Jonathan Nott schubst Vogt gewissermaßen in die „Meistersinger“: Mitten
hinein in ein frühlingshaftes Flirren und Jubeln, als wär’s ein Stück von
Mendelssohn. Dahinein platziert Vogt seine Stimme: Da klingt Wagners Musik
himmelhoch jauchzend wie ein Sonntagsausflug mit der neuen Freundin.
Kaufmann geht anders zur Sache: Er zieht den Hörer ins Herz des Wagner’schen
Schaffens, zu Siegmunds „Schwertmonolog“ aus der „Walküre“. Unter Donald
Runnicles raunt hier das Orchester der Deutschen Oper Berlin, gleichzeitig
entsteht ein feingliedriger musikalischer Raum von der Plastizität einer
Theaterbühne. Da hinein platzt Kaufmann: „Ein Schwert verhieß mir der
Vater“, singt er mit einer Wucht, aus der nicht nur die ganze Not von
Siegmunds Existenz herausklingt, sondern auch eine umwerfende Stimme.

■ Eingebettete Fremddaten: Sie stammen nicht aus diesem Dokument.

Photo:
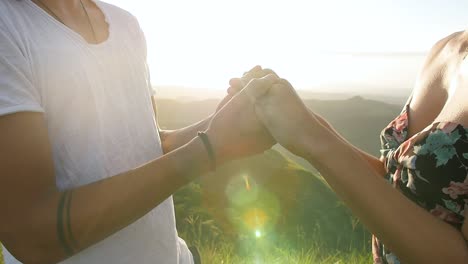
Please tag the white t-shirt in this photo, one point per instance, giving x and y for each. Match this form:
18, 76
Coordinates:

Über ein profundes Fundament verfügte Kaufmanns Tenor ja schon immer;
jetzt klingt er noch fokussierter, die klangliche Basis noch fester im
Bariton-Register verankert. Das verleiht der Stimme einen Ausdruck von
Lebenserfahrung, macht Siegmund geradezu zum Stellvertreter seines Vaters
Wotan auf Erden. Das unterstreichen die beiden „Wälse!“-Rufe: Eine Anrufung
in höchster Not ist das bei Kaufmann, als schmore Siegmund bereits im
Höllenfeuer.
Ganz anders klingt das bei Vogt – auch er hat den
Schwertmonolog ins CD-Programm genommen, auch er sucht nach der Heil
bringenden Waffe, auch er ruft seinen Vater „Wälse“ an. Doch dieser Siegmund
klingt ungleich jugendlicher, forscher, weniger existenziell –naiver?
Während er bei Kaufmann zumindest ahnt, auf dem Altar göttlicher Machtkämpfe
geopfert zu werden, scheint Vogts Siegmund dieses visionäre Wissen
abzugehen.
Darin liegt denn auch der grundsätzliche Unterschied der
beiden Tenöre: Vogt erhält den Rollen ihre Jugendlichkeit oder gibt sie
ihnen zurück. In der dunklen, mächtigen Stimme Kaufmanns grollt hingegen
apokalyptischer Donner. Und selbst wenn er als Stolzing vom „stillen Herd in
Winterszeit“ singt, klingt das, als erzählte ein reifer Mann von seiner
Jugend – während bei dieser Jugendlichkeit im Hier und Jetzt gelebt wird.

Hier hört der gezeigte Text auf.